The closing prose poem ‘My grandmother as Metropolitan Cathedral of Christ the King Liverpool’ brings to a climax the collection’s insistence on remembering the lost, marginalised and dead with the irreverence with which they lived, rather than the sentimentality too often insisted on. ‘Spiky bridesmaid’ starts the poem, punning visually on the trappings of marriage, the art of the crucifixion and the architectural embellishments of the cathedral. In its brisk, assonant observation, Crewe’s phrasing refuses such ornamentation. Sometimes, as in love poem ‘such trouble’, this insistent simplicity risks both vagueness and blandness: ‘perfect place of / beauty in mist’ does not convince.
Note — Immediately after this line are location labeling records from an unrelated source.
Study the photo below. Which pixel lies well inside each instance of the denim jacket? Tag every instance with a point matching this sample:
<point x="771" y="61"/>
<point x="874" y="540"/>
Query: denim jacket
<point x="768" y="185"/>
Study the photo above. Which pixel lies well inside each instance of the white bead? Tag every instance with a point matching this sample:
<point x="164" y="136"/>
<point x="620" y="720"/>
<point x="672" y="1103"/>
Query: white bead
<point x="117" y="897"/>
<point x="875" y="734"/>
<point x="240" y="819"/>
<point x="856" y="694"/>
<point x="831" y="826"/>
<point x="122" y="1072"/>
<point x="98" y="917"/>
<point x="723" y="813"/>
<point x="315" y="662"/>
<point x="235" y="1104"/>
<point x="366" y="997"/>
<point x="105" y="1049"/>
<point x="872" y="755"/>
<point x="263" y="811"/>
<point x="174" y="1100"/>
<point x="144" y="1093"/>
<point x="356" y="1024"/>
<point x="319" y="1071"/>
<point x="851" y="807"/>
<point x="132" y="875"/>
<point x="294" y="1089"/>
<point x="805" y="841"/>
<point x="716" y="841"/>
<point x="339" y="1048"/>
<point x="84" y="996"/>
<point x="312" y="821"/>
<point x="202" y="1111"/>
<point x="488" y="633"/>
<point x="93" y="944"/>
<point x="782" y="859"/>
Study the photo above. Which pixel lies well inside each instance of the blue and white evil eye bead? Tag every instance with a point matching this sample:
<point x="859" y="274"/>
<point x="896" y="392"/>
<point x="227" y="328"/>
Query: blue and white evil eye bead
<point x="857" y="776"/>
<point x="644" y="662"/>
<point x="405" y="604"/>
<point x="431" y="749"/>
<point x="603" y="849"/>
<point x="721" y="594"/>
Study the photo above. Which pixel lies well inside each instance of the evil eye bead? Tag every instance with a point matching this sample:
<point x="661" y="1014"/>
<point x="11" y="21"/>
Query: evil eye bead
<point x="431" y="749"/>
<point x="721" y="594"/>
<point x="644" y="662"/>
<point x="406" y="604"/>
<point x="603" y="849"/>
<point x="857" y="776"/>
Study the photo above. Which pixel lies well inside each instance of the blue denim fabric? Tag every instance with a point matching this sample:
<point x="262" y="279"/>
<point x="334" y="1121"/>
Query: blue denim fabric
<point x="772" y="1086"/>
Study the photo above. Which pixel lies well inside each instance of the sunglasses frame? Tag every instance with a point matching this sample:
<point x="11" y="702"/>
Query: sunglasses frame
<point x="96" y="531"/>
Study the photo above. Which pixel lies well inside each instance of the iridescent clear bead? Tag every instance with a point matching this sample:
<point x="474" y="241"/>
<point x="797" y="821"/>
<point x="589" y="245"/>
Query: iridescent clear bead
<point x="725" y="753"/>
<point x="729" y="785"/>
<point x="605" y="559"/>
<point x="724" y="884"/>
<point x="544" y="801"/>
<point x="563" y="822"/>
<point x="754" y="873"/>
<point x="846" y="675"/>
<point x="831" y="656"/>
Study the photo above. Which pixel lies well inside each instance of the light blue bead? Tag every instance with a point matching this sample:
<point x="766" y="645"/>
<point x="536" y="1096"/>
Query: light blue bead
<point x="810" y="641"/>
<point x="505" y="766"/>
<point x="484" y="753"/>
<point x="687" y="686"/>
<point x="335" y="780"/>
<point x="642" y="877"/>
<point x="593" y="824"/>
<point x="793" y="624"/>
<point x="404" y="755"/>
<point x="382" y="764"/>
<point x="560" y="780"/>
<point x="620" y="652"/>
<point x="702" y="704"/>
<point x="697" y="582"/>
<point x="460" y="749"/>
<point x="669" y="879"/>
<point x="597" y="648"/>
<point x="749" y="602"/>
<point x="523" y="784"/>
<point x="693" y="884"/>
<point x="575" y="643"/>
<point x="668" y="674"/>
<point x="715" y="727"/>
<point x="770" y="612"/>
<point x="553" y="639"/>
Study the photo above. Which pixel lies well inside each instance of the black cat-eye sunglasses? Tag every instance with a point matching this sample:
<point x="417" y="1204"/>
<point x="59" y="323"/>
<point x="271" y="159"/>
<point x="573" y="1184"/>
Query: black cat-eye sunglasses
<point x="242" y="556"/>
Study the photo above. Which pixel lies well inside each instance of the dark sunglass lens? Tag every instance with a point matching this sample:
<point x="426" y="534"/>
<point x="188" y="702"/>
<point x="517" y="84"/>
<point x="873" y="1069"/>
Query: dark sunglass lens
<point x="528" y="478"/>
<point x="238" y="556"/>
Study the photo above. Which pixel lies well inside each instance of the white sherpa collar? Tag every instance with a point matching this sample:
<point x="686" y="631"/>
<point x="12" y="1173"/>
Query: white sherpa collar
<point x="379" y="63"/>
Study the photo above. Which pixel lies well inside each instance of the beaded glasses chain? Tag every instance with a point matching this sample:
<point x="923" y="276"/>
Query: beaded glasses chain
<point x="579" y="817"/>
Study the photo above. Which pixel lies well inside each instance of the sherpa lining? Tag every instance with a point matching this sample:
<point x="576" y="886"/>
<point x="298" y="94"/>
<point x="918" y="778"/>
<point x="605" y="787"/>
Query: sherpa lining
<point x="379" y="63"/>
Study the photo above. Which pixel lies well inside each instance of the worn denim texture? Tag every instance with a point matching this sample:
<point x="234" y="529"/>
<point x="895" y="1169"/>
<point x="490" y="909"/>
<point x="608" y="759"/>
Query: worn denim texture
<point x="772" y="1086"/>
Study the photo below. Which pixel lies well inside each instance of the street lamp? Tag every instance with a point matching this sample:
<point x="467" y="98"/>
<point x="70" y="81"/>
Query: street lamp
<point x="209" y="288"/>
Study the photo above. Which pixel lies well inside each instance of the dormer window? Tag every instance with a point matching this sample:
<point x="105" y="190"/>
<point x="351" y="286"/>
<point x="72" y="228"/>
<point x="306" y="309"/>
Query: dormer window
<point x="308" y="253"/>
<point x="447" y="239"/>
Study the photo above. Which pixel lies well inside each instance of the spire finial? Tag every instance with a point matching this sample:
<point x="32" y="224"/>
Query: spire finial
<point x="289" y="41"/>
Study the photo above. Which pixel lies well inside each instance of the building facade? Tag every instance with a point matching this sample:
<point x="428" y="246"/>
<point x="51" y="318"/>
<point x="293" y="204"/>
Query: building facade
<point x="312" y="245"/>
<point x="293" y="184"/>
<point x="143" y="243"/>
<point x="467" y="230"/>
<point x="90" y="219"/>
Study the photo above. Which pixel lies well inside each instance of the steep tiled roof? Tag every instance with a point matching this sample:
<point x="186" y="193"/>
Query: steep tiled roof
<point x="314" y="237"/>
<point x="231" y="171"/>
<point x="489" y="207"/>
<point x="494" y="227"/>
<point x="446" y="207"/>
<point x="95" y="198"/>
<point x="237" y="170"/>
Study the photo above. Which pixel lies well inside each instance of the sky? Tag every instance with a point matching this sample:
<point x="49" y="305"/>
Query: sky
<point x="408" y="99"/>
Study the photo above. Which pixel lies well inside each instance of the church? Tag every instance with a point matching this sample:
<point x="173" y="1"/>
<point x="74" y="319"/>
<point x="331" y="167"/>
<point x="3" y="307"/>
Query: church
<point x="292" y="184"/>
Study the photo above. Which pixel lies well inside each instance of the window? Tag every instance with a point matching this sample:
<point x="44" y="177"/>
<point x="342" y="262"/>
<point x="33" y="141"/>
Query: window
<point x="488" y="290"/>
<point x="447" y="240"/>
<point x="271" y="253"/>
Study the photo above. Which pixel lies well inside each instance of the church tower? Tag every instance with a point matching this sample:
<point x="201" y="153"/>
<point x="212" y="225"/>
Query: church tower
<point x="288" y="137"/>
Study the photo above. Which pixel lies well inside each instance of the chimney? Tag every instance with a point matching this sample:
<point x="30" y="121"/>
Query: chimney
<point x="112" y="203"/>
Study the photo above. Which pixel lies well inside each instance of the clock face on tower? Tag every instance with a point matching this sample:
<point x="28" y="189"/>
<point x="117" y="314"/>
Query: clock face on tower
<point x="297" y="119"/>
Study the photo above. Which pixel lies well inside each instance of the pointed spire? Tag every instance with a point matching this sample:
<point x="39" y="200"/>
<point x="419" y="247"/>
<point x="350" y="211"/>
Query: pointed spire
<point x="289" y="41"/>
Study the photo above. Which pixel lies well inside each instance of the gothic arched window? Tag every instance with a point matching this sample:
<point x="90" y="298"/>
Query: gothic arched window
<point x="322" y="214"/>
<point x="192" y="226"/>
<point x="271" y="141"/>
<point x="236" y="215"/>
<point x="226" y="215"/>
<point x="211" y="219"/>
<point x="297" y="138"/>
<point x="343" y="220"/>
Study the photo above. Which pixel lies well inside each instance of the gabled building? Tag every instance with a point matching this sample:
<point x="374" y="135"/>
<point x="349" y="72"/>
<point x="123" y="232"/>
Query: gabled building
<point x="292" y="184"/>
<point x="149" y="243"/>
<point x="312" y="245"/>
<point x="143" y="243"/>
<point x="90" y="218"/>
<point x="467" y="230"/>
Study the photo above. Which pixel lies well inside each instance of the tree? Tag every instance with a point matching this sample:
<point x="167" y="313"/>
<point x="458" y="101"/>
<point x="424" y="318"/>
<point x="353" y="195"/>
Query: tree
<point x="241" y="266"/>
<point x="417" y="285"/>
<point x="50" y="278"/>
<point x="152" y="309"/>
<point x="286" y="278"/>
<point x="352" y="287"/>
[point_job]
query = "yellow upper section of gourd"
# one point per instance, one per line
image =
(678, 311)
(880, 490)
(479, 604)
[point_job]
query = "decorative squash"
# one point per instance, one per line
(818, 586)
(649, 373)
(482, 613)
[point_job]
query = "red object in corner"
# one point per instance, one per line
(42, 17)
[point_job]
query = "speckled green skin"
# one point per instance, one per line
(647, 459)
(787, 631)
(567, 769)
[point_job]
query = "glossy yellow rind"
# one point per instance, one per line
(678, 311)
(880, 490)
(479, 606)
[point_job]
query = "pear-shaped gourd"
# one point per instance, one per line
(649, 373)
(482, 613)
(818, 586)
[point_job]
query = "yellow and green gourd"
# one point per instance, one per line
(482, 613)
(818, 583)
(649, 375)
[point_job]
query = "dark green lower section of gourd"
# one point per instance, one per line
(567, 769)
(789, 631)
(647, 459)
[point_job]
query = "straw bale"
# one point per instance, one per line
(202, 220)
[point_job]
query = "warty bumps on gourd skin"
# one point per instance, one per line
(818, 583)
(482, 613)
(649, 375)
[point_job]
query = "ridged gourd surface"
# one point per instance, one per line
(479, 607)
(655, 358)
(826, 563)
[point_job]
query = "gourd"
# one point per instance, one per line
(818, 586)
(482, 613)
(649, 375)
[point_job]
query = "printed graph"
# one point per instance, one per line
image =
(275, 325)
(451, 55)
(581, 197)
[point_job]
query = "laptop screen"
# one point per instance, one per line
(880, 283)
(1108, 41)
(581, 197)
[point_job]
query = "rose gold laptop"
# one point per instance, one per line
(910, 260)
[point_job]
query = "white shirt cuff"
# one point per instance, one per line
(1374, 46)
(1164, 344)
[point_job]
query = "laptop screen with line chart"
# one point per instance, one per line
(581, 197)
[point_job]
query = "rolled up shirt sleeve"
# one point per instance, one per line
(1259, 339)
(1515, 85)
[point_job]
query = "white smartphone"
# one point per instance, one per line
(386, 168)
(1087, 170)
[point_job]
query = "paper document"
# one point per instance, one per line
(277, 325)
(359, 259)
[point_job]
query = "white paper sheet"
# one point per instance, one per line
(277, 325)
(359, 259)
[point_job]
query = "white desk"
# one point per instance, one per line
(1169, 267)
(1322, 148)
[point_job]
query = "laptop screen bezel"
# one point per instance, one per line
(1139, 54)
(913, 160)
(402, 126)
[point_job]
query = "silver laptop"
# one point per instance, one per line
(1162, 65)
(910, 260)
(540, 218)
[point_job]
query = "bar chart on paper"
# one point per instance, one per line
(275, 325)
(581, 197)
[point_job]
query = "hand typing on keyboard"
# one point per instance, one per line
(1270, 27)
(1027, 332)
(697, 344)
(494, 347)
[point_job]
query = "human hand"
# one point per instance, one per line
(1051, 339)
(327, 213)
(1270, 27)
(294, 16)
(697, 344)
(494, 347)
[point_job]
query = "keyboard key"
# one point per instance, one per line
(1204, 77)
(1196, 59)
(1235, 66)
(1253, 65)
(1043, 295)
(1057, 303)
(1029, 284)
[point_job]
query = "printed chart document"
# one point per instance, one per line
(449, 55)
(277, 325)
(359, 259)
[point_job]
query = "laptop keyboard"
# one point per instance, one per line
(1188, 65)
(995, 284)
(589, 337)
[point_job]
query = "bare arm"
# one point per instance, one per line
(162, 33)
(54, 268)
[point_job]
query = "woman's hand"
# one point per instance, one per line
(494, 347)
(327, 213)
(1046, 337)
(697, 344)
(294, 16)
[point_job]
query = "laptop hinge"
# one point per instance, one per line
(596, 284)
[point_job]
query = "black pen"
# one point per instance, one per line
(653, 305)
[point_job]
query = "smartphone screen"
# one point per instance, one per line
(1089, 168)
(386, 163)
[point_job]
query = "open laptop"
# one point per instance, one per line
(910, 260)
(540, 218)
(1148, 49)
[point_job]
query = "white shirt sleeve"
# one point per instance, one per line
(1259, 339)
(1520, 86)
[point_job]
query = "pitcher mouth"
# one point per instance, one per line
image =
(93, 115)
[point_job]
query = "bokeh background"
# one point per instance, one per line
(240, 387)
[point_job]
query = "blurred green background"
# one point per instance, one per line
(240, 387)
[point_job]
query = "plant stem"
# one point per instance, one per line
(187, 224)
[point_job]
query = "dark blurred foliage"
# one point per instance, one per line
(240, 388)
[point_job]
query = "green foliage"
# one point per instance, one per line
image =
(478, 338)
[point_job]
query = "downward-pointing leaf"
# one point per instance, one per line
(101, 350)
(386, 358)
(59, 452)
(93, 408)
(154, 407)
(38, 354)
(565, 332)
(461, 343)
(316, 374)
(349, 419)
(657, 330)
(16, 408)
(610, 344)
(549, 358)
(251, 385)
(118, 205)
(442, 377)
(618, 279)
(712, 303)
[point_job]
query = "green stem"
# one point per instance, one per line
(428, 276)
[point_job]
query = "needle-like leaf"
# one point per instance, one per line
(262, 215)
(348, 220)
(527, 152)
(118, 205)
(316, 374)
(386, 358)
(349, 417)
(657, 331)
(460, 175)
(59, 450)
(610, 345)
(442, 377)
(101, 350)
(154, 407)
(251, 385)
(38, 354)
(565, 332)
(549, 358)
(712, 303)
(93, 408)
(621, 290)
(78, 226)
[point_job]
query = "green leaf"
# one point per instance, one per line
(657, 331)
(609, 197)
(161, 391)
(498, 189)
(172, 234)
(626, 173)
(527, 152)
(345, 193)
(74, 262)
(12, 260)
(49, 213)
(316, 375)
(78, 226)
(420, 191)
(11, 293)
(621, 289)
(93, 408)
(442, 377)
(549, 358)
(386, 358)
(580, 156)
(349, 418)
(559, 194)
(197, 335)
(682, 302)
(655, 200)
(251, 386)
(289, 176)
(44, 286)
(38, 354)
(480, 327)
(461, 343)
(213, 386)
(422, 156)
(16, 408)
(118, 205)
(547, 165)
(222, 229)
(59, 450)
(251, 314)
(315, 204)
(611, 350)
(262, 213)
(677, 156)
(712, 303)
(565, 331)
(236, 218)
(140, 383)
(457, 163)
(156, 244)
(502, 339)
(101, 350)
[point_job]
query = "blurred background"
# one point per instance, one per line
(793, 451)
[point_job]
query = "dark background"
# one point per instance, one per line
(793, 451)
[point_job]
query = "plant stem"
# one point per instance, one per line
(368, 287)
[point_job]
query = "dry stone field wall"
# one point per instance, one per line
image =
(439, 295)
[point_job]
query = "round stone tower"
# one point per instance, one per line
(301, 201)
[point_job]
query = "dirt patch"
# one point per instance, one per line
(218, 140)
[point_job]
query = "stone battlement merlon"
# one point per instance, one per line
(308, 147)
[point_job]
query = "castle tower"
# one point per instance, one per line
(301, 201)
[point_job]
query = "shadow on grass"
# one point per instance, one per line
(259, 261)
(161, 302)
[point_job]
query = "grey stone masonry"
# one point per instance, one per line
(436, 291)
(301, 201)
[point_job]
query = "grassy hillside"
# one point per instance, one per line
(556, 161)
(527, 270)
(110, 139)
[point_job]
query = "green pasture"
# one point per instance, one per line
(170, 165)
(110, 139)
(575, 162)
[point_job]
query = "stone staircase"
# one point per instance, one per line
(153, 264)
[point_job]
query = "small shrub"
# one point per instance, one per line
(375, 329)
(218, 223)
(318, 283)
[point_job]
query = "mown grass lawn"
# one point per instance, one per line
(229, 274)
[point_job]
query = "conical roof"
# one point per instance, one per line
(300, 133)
Subjects more specific than kisses keep the poet’s eye sharp and tongue sharper. Injecting political wit into a consideration of colour in ‘Spectrum,’ Crewe enters the chromatic territory of poet Anna Mendlessohn, whose pen name (Grace Lake) and chapbook titles such as Viola Tricolor suggest the significance of colour terms as a way of parsing the politics of language. Crewe’s ‘Spectrum’ (in which orange is glossed as ‘Victor placed in / Yulia plaited headlock’, referring to the ongoing political crisis in the Ukraine) leads into a sequence that takes up the gift of Rosa Luxemburg’s name to play through the pink and red resonances of Luxemburg’s Marxist feminism. In ‘rosa luxemburg’s ghost on a free forum’ Rosa, or her contemporary online avatar, is named a ‘shop steward blood bride’, at once dressed for a protest march and to take part in Lorca’s Bodas de Sangre. The usually separate cultures of the hard Left and the uncanny feminine are re-united, as they were in Luxemburg’s pioneering feminist writing.

Crewe’s ‘scouse elf terrorist / spartacus siren’ kicks off in her ‘red fem booties’, working through the warm shades and their binarised meanings (life/death, the feminine/the warlike, the political/the sentimental) that are the book’s signature. The book cover exhibits Dorothy’s red shoes; Alice encounters (or perhaps becomes) the Red Queen; hard stone and soft girl again blur into each other in ‘Rose Quartz,’ where the stone is deliciously described as ‘pink pearl clitoral’. ‘it’s a port and i’m a girl’: the world is a hard given, inlet and outlet, rough and tumble – but as rosa, the poet’s alter or persona, writes to performance poet puma perl, ‘to be / thought of as trouble makes me tingle.’ With that superb line-break, Aqua Rosa continues the brilliance of Luxemburg, Lake and Crewe’s grandmother: girls remaking the world with the click of their heels.